Codon – codons selected under 10% level of significance (SLAC, FEL and IFEL) or above a Bayes Factor of 50 (REL) and numbered according to codon env position of HIV-1 HXB2 for HIV-1 dataset or of HIV-2 ALI for HIV-2 dataset. Codons selected simultaneously by SLAC, FEL and REL methods are bold and underlined.

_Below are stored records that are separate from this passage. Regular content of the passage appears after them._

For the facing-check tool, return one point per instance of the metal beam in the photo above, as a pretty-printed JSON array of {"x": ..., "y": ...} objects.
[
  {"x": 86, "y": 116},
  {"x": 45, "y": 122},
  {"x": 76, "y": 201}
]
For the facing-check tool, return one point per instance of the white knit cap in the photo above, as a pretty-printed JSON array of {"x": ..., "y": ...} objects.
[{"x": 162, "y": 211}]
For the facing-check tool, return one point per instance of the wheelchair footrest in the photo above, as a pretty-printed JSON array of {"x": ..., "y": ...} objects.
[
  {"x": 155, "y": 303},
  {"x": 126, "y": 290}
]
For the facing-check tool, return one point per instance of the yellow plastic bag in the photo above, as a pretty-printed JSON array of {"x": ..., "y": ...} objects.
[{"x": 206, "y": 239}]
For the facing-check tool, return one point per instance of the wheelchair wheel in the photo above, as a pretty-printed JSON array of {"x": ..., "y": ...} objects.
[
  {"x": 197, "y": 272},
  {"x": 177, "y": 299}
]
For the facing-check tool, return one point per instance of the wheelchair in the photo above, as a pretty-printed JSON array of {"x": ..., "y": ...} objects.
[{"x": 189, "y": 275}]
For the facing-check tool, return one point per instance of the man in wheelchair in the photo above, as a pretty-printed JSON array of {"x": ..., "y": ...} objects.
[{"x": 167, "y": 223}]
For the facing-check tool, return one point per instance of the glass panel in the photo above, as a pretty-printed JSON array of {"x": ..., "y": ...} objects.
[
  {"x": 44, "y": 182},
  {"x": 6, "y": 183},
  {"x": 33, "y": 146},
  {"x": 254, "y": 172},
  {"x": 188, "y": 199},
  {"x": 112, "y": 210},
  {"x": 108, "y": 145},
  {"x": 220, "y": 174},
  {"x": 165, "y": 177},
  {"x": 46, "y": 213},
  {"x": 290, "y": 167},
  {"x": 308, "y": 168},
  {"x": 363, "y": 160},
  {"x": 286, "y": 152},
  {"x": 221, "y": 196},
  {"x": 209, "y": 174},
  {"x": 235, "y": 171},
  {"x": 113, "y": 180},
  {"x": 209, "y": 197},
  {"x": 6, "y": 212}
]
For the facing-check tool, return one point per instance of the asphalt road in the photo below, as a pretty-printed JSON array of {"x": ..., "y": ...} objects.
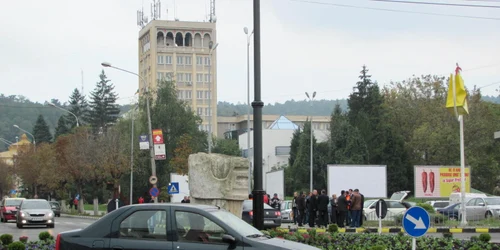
[{"x": 62, "y": 224}]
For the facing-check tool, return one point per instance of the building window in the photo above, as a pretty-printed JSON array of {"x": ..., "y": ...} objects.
[
  {"x": 160, "y": 59},
  {"x": 180, "y": 60},
  {"x": 282, "y": 150},
  {"x": 188, "y": 60}
]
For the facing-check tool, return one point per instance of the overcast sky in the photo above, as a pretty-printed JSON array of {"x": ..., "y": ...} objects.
[{"x": 306, "y": 45}]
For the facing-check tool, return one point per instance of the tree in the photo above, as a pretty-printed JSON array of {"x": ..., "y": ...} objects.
[
  {"x": 103, "y": 108},
  {"x": 226, "y": 147},
  {"x": 78, "y": 106},
  {"x": 41, "y": 131},
  {"x": 62, "y": 127}
]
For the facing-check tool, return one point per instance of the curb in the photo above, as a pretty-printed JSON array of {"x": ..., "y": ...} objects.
[{"x": 399, "y": 229}]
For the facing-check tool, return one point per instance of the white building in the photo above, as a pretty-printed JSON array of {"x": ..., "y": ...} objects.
[{"x": 276, "y": 141}]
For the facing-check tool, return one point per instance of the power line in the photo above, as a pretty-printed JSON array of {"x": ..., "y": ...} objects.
[
  {"x": 393, "y": 10},
  {"x": 439, "y": 4}
]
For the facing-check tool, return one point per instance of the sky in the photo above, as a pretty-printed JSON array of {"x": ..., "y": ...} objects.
[{"x": 316, "y": 45}]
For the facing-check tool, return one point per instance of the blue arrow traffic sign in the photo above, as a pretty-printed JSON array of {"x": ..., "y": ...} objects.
[
  {"x": 416, "y": 221},
  {"x": 154, "y": 192},
  {"x": 173, "y": 188}
]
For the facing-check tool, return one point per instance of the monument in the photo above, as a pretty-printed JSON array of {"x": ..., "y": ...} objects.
[{"x": 219, "y": 180}]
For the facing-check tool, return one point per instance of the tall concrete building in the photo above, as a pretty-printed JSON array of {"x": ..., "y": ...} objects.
[{"x": 179, "y": 51}]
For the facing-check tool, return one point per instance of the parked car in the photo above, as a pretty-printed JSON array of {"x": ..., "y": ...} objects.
[
  {"x": 438, "y": 204},
  {"x": 56, "y": 208},
  {"x": 272, "y": 217},
  {"x": 395, "y": 206},
  {"x": 189, "y": 226},
  {"x": 35, "y": 212},
  {"x": 452, "y": 212},
  {"x": 8, "y": 208}
]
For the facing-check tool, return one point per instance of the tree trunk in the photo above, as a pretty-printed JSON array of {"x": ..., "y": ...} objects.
[{"x": 96, "y": 206}]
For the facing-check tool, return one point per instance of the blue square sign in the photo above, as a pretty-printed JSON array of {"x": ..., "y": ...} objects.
[{"x": 173, "y": 188}]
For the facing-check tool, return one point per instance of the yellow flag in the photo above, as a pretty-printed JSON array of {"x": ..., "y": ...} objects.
[{"x": 457, "y": 96}]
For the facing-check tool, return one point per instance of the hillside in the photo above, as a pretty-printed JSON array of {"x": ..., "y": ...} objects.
[{"x": 21, "y": 111}]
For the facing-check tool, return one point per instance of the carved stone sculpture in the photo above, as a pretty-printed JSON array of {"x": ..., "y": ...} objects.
[{"x": 220, "y": 180}]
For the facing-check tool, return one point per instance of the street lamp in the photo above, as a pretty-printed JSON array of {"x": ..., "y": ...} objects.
[
  {"x": 34, "y": 140},
  {"x": 248, "y": 110},
  {"x": 151, "y": 152},
  {"x": 212, "y": 48},
  {"x": 311, "y": 170},
  {"x": 55, "y": 106}
]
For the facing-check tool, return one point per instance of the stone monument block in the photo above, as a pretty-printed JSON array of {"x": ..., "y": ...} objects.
[{"x": 221, "y": 180}]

SLAC, FEL and IFEL – the first numbers are the dN-dS difference for each site scaled by the total codon tree length, the numbers in parenthesis show P-values for corresponding test of non-synonymous rate being superior to synonymous rate; REL - the first numbers are the expected posterior dN-dS difference for each site scaled to the total codon tree length, the number in parenthesis show the posterior probability of non-synonymous rate being superior to synonymous rate; Bold dN-dS differences correspond to significant P-values or posterior probabilities.

The comparison of diversifying selection between terminal and internal branches of the phylogenetic trees revealed two distinct profiles for HIV-1 and HIV-2. Firstly, non-synonymous substitution rates were significantly different between the internal nodes and the tips of the tree in all datasets: PT, P = 0.002 for HIV-2 and P = 0.011 for HIV-1; Controls, P<0.001 and P = 0.004 (data not shown). Stronger selection was in general found at codons selected simultaneously at the tips and the external branches of the HIV-1 and HIV-2 trees. Importantly, however, only 2 of the 7 sites (29%) detected in terminal branches of PT HIV-2 tree were also under positive selection along the internal branches (codons 267 and 270 in C2). In contrast, for HIV-1 most positively selected sites (6/9, 67%) were present both in the internal and the terminal branches. In Control datasets these percentages were 43% for HIV-2 and 71% for HIV-1 (Table S2). These results suggest that natural selection affects less the transmission fitness of HIV-1 than HIV-2.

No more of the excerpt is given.